Yes. HSA and FSA administrators require an itemized receipt showing provider, date of service, service description, and amount paid. The receipt should identify the service as medical care, not general wellness, to qualify under IRS guidance for medical expenses. A superbill with the provider, date of service, service description, amount paid, and relevant CPT codes usually gives the patient the documentation an administrator asks for, though the administrator may request additional details.
If a patient asks for a wellness-visit receipt for HSA reimbursement, be careful. Visits documented as maintenance or wellness rather than treatment for a specific condition may not qualify, and the administrator can claw back the reimbursement.
Is a superbill the same as an invoice, and how long should I keep billing records?
A superbill is a coded receipt for the patient to submit to insurance, whereas an invoice is a bill the patient owes directly to the practice. The same visit can produce either, depending on who is paying.

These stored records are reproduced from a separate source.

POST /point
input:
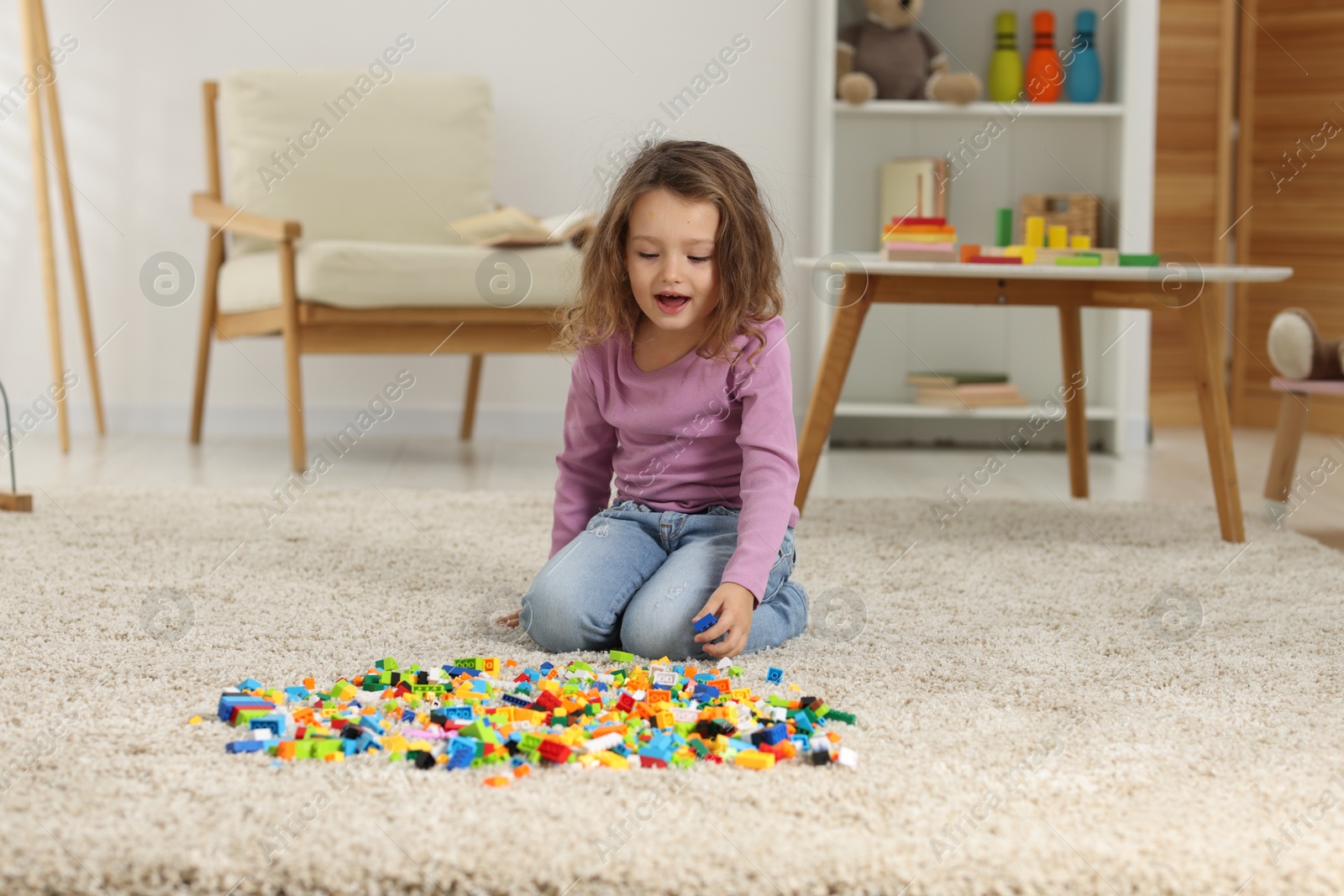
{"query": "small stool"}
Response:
(1288, 437)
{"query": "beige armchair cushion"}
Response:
(367, 275)
(358, 160)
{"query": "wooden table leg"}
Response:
(1288, 441)
(1206, 359)
(835, 365)
(1075, 398)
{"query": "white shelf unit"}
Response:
(981, 109)
(996, 154)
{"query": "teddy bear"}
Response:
(886, 56)
(1297, 351)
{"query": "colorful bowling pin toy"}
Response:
(1045, 76)
(1084, 81)
(1005, 63)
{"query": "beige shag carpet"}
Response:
(1086, 699)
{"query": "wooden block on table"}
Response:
(15, 503)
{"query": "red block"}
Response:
(554, 752)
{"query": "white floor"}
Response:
(1173, 469)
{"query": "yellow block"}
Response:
(756, 759)
(1035, 231)
(612, 759)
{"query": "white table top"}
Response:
(1171, 271)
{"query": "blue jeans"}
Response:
(635, 578)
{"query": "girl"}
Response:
(682, 389)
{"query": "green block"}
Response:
(1003, 228)
(476, 730)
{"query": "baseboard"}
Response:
(156, 419)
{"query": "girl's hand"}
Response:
(732, 605)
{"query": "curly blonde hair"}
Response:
(743, 249)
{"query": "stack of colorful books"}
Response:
(920, 239)
(963, 390)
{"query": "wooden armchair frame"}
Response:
(308, 328)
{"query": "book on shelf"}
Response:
(956, 398)
(967, 390)
(511, 226)
(953, 378)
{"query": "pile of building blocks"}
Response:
(481, 714)
(920, 239)
(1047, 248)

For retention, plan for the longer of two clocks. The IRS generally requires tax records to be kept for at least three years. HIPAA requires covered entities to retain certain HIPAA-required policies, procedures, and related documentation for six years, while patient billing and medical record retention rules vary by state and payer.
Check the rule that applies in your state and keep the longer required period. Store electronic records with the administrative, physical, and technical safeguards HIPAA's Security Rule requires.
How should a chiropractic invoicing workflow work?
For a solo chiropractic practice, a clean workflow looks like this: run the card or generate the superbill at checkout, send the digital invoice the same day, reconcile deposits against open invoices every Friday, and route every dollar into a business checking account you never touch for personal spending. Do that consistently to simplify coding, HSA receipts, and tax preparation.